20. Mai 2005 · Quelle: Barnimer Aktionsbündnis gegen Gentechnik

Genfelder gekennzeichnet

Im Rah­men der Aktionswoche gegen Gen­tech­nik vom 16.–22. Mai haben mehrer Grup­pen einen Teil der Gen­felder Bran­den­burgs gekennze­ich­net. Es wur­den Schilder mit dem Warn­hin­weis “Vor­sicht Gen­tech­nik!” oder “Vor­sicht Gen­mais!” mit dem Zeichen für biol­o­gis­che Gefahr aufgestellt. Die Schilder wur­den von den Land­wirtIn­nen bzw. den Wis­senschaft­lerIn­nen schnell wieder ent­fer­nt. Eine eigene Kennze­ich­nung haben die Gen­tech­nikbe­treiberIn­nen nicht vorge­se­hen.

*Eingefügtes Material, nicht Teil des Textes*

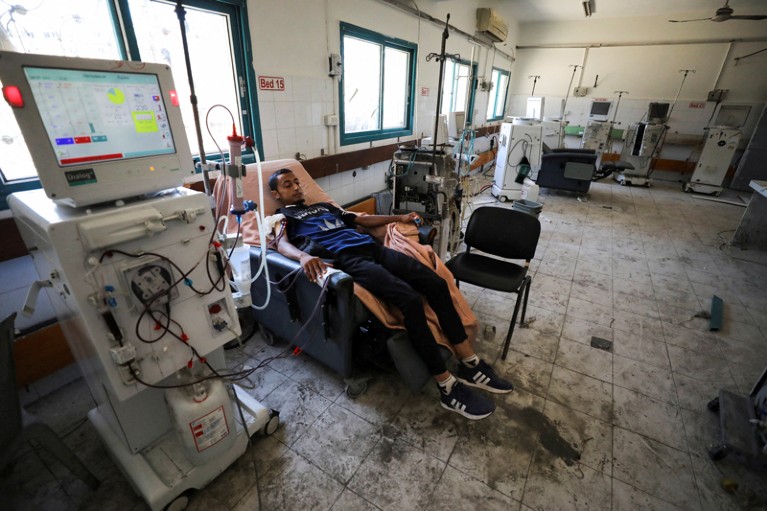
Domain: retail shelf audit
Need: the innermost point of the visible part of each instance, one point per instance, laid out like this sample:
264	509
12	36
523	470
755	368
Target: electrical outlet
331	120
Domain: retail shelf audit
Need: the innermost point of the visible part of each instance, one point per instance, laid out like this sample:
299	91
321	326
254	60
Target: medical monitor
600	110
97	130
658	112
456	122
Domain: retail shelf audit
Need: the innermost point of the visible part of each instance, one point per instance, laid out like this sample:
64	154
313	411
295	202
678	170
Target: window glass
76	28
497	100
376	86
395	88
362	85
210	48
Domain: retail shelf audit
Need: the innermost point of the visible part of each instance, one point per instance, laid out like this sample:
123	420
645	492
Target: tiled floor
585	428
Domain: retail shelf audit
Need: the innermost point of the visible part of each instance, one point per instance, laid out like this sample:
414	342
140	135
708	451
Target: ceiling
567	10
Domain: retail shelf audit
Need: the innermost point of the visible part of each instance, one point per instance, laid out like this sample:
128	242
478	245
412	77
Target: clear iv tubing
262	237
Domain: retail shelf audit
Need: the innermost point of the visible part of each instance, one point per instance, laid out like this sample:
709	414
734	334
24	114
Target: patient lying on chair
326	233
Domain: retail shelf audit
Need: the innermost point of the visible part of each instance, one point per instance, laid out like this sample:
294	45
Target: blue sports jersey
325	224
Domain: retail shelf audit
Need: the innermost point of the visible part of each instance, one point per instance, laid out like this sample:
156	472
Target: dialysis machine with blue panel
644	141
519	141
130	260
721	142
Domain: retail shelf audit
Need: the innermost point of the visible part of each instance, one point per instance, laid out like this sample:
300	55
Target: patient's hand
411	217
314	267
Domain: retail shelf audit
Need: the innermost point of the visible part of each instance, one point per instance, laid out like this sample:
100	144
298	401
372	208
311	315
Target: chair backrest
503	232
10	409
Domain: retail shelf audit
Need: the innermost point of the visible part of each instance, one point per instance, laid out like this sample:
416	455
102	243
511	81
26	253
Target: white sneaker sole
465	414
492	390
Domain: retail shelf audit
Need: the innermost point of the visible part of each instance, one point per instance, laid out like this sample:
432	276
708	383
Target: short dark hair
274	179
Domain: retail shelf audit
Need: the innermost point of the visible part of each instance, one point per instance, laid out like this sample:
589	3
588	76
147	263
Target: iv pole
535	80
181	14
686	72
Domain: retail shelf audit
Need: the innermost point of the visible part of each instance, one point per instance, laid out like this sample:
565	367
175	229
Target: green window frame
126	41
497	98
450	86
398	100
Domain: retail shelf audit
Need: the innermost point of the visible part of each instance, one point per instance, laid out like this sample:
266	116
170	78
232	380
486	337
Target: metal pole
535	80
564	105
445	35
181	14
686	72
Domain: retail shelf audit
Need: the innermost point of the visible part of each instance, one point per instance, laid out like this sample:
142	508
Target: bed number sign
271	83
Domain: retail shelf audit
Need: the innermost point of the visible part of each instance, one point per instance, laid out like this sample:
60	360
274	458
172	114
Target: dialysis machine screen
600	110
98	130
99	116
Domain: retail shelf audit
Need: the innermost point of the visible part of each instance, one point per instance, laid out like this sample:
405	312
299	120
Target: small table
752	230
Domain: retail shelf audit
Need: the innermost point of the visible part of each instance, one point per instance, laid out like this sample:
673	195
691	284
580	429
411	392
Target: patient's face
288	190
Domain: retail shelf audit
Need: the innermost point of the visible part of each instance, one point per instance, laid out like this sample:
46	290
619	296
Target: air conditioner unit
491	24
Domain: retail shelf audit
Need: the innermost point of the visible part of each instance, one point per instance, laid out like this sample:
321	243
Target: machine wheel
272	424
355	390
268	336
717	451
179	503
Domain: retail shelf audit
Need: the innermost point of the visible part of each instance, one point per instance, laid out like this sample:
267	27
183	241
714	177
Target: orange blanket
403	238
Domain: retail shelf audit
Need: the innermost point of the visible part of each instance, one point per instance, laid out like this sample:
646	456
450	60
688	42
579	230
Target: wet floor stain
548	435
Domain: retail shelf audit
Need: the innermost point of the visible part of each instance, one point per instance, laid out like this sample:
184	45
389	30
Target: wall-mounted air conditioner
491	24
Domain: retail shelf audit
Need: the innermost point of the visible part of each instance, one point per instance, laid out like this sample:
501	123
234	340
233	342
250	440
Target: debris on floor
602	344
717	314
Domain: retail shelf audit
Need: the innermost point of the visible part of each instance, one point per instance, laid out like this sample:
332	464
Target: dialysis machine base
106	267
714	161
516	140
643	142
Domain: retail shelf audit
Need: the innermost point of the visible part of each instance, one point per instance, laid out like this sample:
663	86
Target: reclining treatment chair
567	169
334	324
505	233
20	426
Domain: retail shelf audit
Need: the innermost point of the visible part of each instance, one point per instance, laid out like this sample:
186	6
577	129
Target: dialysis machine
426	181
720	144
134	282
644	141
517	140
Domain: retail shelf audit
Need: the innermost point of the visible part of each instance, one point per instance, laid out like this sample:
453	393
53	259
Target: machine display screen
600	108
96	116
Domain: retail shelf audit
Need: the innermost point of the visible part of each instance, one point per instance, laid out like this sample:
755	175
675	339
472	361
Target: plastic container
527	206
204	419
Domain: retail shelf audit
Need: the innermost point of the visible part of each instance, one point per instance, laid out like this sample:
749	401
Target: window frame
347	29
472	85
127	44
507	74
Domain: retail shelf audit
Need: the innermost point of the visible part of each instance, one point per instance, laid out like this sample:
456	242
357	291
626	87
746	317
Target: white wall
643	56
293	38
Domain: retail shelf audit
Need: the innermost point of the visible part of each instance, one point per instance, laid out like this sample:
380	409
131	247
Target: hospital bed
330	328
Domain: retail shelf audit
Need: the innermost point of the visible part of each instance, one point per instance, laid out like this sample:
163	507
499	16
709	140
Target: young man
320	232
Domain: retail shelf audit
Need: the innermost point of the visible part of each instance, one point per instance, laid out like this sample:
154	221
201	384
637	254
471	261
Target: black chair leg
507	342
528	283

Ziel der Aktion ist es, die Felder in den Blick der Öffentlichkeit zu brin­gen. So wird die Diskus­sion über den Anbau gen­ma­nip­uliert­er Pflanzen konkreter. Fotos und Karten der gekennze­ich­neten Felder wer­den dem­nächst auf der web­site des “Barn­imer Aktion­bünd­nis gegen Gen­tech­nik” (http://www.dosto.de/gengruppe/) veröf­fentlicht.
Auch wenn die Flurstücke der Felder im Stan­dortreg­is­ter des Bun­de­samtes für Ver­brauch­er­schutz öffentlich ein­se­hbar ist, so bleibt doch noch ein großer zeitlich­er und organ­isatorisch­er Aufwand, um die Felder aufzufind­en. Das Stan­dortreg­is­ter sollte deshalb mit genauem Karten­ma­te­r­i­al ergänzt wer­den, so dass jede und jed­er die genaue Lage der Felder ein­se­hen kann.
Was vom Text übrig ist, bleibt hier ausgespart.